A few directions feel tractable:
- Induce suspicious reasoning and see what happens. Train the CoT to be distorted, or tell the model its CoT is being monitored. Does it still do the bad behavior but with a cleaner CoT? How complex a behavior can it hide?
- Synthetic document finetuning. Train a model on synthetic documents to believe it should have an unfaithful CoT, then interpret what is happening inside. This is the kind of model organism setup that could actually be mechanistically pinned down.
- Causal importance of CoT. Can we tell when a CoT was causally important for a model’s answer? This is subtle. A causally irrelevant CoT can still produce the same answer, and editing the CoT knocks the model off distribution in ways that change the answer for unrelated reasons.
- Better monitors. Design metrics for whether the CoT is really telling us what we think it is.
Latent CoT interpretability
At some point we probably stop using English CoT. Models will reason in latent vectors, and the cheap safety tool goes away. Figuring out how much interpretability can make up for that loss is a big deal.
The glaring flaw is that we do not know what future latent reasoning models will actually look like. There are contenders, though, and projects targeting any serious contender are probably fruitful, with the caveat that the more specific a project is to one model, the less its lessons generalize.

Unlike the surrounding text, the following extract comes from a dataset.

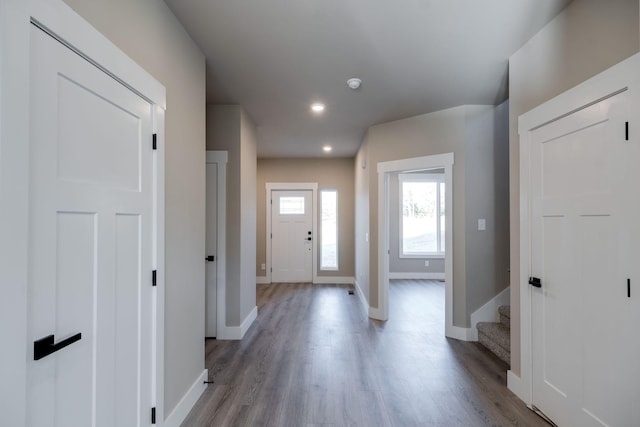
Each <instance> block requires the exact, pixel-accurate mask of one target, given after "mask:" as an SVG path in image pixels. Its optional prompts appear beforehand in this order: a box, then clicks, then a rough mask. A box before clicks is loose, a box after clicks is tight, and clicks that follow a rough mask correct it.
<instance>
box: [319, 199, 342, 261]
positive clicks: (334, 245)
mask: <svg viewBox="0 0 640 427" xmlns="http://www.w3.org/2000/svg"><path fill="white" fill-rule="evenodd" d="M320 209H321V216H322V218H321V222H320V230H321V236H320V269H321V270H337V269H338V192H337V191H335V190H323V191H321V192H320Z"/></svg>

A concrete starting point: pick an open source latent CoT model, pick a task with high serial depth like a hard math or logic problem, and try to interpret what is happening. De-risk with a mini-project first. Filter for models with hype behind them and that have been shown effective at reasonable scale. A natural extension is to test how well existing techniques (probes, SAEs, activation patching) transfer.
Why this over everything else
Three reasons. First, it connects directly to a theory of change (empowering other safety areas, specifically CoT monitoring), and also to science of misalignment, since unfaithful CoT is the clearest window into “does the model have ulterior motives.” Second, the proxy tasks are concrete and run on today’s models. Third, there is a built-in deadline: the tool becomes less useful every time a new architecture moves reasoning out of natural language.